Luther on the "Inner Necessity" of Works of Love in the Christian Life

This point is, for my money, the heart of Kim’s work on Luther in this volume. There are two mistakes that one can fall into when thinking about works, according to Protestant theology. First, you can think that your works somehow contribute to your positive relationship with God (i.e., you can somehow earn or achieve your own salvation). Second, you can think that since you cannot contribute to your positive relationship with God, it doesn’t much matter what you do. The logic of Luther’s position—as Kim shows at length—avoids both of these extremes, instead binding justification and sanctification / faith and love together in an ordered relationship of inner necessity. In the below excerpt this is explained by way of Luther’s metaphor concerning the relationship of a tree to its roots.

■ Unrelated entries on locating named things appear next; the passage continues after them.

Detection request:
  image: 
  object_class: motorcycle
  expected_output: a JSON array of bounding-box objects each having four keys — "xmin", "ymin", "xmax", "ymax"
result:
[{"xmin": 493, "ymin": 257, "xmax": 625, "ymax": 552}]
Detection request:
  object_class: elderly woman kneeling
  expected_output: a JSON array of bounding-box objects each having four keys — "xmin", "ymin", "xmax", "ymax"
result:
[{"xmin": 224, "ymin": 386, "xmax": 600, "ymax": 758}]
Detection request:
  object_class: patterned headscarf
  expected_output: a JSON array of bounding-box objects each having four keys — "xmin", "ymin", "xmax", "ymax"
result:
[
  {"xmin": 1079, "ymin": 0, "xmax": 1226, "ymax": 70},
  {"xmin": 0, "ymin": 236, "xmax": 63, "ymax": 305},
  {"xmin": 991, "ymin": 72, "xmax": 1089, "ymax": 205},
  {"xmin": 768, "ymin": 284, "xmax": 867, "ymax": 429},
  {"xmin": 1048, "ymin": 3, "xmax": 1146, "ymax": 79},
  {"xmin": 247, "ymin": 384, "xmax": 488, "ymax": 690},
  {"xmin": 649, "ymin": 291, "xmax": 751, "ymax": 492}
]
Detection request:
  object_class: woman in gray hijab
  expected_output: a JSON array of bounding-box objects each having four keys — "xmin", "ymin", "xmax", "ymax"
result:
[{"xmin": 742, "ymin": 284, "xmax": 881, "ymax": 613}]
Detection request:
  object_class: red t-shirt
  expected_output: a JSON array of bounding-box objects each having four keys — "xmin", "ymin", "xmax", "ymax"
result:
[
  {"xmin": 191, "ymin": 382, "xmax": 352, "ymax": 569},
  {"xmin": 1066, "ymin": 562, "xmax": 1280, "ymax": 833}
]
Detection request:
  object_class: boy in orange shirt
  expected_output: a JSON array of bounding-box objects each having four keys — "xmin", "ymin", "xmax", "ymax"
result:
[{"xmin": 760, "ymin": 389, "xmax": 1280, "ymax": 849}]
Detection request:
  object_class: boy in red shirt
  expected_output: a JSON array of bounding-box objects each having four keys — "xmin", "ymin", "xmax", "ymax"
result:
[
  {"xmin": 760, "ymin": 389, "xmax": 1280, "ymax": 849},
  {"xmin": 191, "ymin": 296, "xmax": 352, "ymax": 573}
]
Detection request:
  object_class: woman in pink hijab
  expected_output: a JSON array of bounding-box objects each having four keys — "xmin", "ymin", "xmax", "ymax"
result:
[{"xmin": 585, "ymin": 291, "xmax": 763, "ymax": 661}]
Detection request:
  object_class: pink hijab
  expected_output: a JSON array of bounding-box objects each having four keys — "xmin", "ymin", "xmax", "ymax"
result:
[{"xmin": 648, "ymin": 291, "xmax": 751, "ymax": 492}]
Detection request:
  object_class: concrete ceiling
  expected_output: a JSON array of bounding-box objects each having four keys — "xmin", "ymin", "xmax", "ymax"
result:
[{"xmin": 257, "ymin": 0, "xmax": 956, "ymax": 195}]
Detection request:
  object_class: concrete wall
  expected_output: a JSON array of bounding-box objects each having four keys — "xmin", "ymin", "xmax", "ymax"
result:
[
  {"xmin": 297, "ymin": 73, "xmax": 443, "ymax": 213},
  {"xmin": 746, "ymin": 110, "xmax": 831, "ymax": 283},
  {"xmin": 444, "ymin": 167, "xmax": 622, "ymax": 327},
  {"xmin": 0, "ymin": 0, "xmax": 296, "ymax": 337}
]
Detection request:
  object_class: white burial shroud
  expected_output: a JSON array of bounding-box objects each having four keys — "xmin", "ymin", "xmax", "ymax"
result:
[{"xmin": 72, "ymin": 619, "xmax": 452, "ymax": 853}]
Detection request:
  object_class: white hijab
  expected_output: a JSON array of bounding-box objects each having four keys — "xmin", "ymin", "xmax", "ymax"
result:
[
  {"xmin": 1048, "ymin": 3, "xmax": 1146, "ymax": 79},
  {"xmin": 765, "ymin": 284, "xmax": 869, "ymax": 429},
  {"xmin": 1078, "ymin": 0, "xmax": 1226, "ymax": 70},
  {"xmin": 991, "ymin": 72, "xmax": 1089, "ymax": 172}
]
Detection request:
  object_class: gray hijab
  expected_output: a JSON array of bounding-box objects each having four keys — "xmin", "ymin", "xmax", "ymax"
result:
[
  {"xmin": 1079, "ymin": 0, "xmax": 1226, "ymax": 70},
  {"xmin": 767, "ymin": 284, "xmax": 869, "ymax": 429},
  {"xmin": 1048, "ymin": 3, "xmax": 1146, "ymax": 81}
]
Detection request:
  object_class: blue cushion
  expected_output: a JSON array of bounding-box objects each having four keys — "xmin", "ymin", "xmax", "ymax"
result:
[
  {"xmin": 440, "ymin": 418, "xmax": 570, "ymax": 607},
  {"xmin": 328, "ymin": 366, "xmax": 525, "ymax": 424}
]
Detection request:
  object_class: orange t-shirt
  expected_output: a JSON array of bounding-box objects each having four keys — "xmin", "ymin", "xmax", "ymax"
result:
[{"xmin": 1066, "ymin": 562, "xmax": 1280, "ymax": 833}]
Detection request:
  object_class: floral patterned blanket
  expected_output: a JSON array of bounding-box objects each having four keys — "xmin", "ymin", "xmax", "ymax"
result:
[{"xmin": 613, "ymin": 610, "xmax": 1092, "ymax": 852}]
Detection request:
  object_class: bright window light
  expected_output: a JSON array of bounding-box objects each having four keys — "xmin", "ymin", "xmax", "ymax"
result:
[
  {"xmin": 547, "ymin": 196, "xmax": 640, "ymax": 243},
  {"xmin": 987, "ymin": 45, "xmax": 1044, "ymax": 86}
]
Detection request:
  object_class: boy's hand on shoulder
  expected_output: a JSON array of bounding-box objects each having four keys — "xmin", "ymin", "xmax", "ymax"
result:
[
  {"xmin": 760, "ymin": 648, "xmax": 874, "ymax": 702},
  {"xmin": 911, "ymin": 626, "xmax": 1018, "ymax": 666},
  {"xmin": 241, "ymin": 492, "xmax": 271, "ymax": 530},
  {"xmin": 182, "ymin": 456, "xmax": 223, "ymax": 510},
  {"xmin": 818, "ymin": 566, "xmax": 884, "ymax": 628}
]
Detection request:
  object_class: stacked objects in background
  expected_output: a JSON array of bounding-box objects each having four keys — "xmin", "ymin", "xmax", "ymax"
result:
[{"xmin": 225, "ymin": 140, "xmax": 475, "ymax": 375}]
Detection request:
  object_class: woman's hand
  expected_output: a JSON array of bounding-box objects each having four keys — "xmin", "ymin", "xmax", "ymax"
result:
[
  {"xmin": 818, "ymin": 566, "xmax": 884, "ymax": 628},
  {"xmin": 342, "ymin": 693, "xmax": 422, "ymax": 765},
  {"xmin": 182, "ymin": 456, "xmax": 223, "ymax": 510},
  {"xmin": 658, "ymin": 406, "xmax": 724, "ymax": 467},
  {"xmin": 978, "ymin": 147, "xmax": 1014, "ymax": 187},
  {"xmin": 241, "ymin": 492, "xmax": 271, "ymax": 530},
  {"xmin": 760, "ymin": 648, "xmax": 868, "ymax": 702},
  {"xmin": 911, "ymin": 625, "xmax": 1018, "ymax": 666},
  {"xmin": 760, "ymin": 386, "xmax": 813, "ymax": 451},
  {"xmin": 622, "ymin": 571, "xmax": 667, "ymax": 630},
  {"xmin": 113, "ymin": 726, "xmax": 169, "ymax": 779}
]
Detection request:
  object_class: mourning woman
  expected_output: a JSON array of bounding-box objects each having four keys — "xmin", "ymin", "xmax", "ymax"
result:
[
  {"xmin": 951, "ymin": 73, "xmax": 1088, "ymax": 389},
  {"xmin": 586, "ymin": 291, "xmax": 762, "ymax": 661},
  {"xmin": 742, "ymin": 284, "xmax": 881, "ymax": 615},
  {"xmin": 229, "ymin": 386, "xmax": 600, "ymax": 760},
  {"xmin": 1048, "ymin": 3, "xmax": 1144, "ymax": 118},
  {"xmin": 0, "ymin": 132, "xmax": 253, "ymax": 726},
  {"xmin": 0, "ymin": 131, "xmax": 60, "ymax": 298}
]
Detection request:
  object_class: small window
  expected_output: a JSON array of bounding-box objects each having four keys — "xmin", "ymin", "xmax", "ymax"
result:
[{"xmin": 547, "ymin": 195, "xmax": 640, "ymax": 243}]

Sun-young Kim, Luther on Faith and Love: Christ and the Law in the 1535 Galatians Commentary, Emerging Scholars (Minneapolis: Fortress Press, 2014).199–200.
The logical significance of this metaphor of tree and fruits is the inner necessity of every tree to bear fruits—namely, the external evidence of its being internally alive. In the same way, those who grasp Christ by faith in their hearts are like “trees planted by streams of water, which yield their fruit in its season” (Psalm 1:3). Concentrating on the inner necessity of a tree bearing fruits, Luther articulates: a person who has Christ by faith in his heart requires no external command to work, since he has an internal driving force originating from Christ in his heart. . . . The Spirit of Christ “does not permit a man to be idle but drives him to all the exercises of devotion, to the love of God, to patience in affliction, to prayer, to thanksgiving, and to the practice of love toward all men.” Although fruits do not make a tree but are produced by a tree, they are sure evidence of its being either alive or lifeless. Fruits are external signs of the identity and internal health of a tree. Righteous works likewise distinguish an authentic Christian from a fake and bear witness to the spirit health of a person.